ISLAMABAD: While price manipulation by the private sector is against the law, the Competition Commission of Pakistan (CCP) has pointed out that the recent move by the Punjab government to fix the sugar price too should be avoided.
The commission in its Policy Note, issued on Saturday, advised the government to deregulate the sugar industry to promote free trade mechanisms.
Referring to the Punjab government circular of fixing of the maximum retail price of sugar at Rs85 per kg, the CCP observed that since Punjab is the only province to set a rate ceiling, one immediate effect could be that sugar could move to other provinces where no price ceiling is in place and it can command a higher market price.
The CCP has pointed out that the price control could also encourage hoarding by suppliers or impulsive buying by consumers, especially ahead of Ramazan, both of which will likely result in shortage in the market and even higher prices for consumers.

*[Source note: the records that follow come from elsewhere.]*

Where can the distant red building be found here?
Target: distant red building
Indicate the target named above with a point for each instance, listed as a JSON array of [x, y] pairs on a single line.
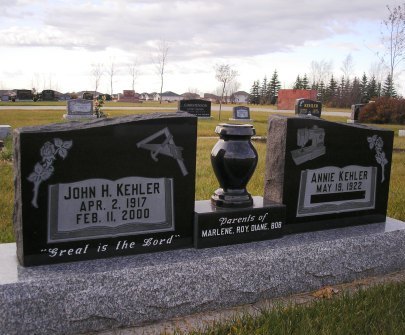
[[286, 98]]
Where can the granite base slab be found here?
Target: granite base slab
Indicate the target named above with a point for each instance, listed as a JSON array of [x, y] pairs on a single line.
[[134, 290]]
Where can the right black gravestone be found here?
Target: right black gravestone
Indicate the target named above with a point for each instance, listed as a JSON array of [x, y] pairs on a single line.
[[328, 174]]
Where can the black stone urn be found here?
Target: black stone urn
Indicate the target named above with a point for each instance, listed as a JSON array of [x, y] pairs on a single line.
[[234, 160]]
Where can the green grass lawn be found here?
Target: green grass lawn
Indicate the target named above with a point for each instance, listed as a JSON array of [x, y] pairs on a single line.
[[205, 179], [380, 310]]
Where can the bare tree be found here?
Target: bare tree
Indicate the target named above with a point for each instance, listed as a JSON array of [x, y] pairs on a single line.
[[97, 71], [393, 37], [347, 67], [233, 87], [160, 61], [224, 74], [321, 71], [133, 72], [378, 70], [111, 71]]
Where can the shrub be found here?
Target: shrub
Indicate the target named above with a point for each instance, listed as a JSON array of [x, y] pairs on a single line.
[[384, 110]]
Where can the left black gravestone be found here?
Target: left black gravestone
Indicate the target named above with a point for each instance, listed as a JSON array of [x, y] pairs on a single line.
[[104, 188]]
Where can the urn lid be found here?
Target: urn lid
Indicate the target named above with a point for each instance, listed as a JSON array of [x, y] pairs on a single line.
[[235, 129]]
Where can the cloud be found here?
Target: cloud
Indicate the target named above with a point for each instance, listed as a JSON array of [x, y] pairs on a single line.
[[194, 29]]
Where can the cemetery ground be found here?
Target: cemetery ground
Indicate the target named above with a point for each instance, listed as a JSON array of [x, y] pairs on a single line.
[[360, 313]]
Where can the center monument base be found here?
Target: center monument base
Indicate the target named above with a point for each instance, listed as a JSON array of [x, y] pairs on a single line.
[[119, 292], [215, 226]]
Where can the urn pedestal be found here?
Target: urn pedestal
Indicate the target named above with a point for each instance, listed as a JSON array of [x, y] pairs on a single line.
[[233, 215], [234, 160]]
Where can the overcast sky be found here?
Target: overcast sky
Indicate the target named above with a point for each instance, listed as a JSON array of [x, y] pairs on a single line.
[[53, 44]]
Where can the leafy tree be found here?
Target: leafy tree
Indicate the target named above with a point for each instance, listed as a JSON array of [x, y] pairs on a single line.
[[364, 89], [274, 87], [331, 90], [160, 60], [264, 91], [224, 74], [394, 37], [305, 82], [372, 88], [388, 90], [298, 83], [356, 91], [254, 93]]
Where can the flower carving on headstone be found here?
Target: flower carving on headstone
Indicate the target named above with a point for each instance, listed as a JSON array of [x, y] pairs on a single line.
[[44, 169], [376, 142]]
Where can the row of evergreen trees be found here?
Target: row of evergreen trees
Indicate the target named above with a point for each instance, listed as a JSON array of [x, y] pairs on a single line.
[[334, 94], [266, 93]]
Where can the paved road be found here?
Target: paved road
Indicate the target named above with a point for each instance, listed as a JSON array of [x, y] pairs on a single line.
[[171, 108]]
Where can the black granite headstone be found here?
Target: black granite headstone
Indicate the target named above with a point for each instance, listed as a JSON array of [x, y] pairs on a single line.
[[241, 113], [198, 107], [104, 188], [48, 95], [308, 107], [327, 174]]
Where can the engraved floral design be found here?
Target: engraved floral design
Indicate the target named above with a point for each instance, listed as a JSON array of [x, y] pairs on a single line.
[[44, 169], [376, 142]]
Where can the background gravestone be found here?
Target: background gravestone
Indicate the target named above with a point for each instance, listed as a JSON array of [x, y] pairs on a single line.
[[355, 111], [198, 107], [24, 95], [128, 96], [241, 113], [104, 188], [48, 95], [327, 174], [79, 108], [87, 96], [308, 107], [107, 97]]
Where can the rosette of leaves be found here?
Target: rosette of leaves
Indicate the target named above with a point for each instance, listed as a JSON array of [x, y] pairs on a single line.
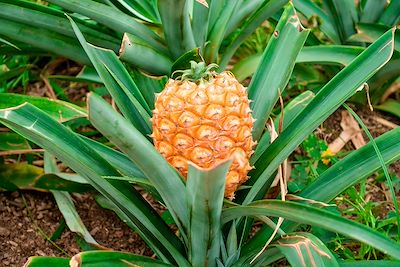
[[214, 231]]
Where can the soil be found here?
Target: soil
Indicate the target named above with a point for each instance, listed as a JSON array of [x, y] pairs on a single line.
[[25, 226]]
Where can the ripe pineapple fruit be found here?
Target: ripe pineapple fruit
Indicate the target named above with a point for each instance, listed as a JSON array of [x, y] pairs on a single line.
[[204, 117]]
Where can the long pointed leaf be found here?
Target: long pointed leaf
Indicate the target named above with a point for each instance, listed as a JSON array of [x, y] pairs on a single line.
[[328, 99], [277, 64], [164, 178], [306, 214], [37, 126], [205, 194]]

Advises deregulation to promote free trade mechanisms
However, the commission feels that the promulgation of the Sugar (Supply-Chain Management) Order 2021 by the Punjab Government to prevent hoarding of sugar by the mills is a step in the right direction.
Due to various factors such as economies of scale, labour, equipment productivity and access to crop vary between different mills, it may not be possible for all the mills to produce sugar at the same cost and offer the same rate, the CCP note highlights.
“Imposing the maximum retail price could mean that some mills, which must purchase sugarcane at the minimum support price, may not be able to break even,” the CCP note said.
It added that most of the problems in the sugar sector stem from both over-regulation and lack of competition.
“If the market is deregulated, with free entry and exit, regulations and repeated interventions would not be needed,” the CCP said, adding that in an environment of open market competition, even mandatory crushing laws would not be required.
The CCP observes that the price fixing, particularly at the time of Ramazan, is also likely benefit the industrial consumers and perhaps, not to the target poor population, because the industrial consumers make up for about 70pc of total consumption. For the end consumers, the prices may go up once such price fixing is lifted.
The CCP has also pointed out that the price of sugarcane was the major cost factor in sugar production and mills may be hesitant to buy sugarcane at the Government’s minimum support price and pressurise farmers to sell sugarcane below the government rate.
Such a move could force farmers to shift from cultivating sugarcane to other crops thus setting the stage for reduced domestic production and undesirable shortages in the market in future.
As a result of this, the government may have to import sugar and pay the price in the shape of rising import bill for a commodity for which there is sufficient land and infrastructure available in the country.
The CCP has also blamed the policymakers for giving protection to country’s sugar industry through tariffs and subsidies that has not allowed it to develop the necessary capability to compete in the international market for sugar by-products including ethanol which was in a much higher demand compared to sugar itself.
The CCP has also recommended the Punjab government for a more efficient agriculture policy may be considered, which would take all factors into consideration, including domestic exigencies as well as international reality and direction.
“This will be in line with the federal government’s desire to achieve effective deregulation,” the Policy Note has said.
It has suggested that a better option for Pakistan than setting a price ceiling is in deregulation, removing subsidies, and ensuring competition in the market.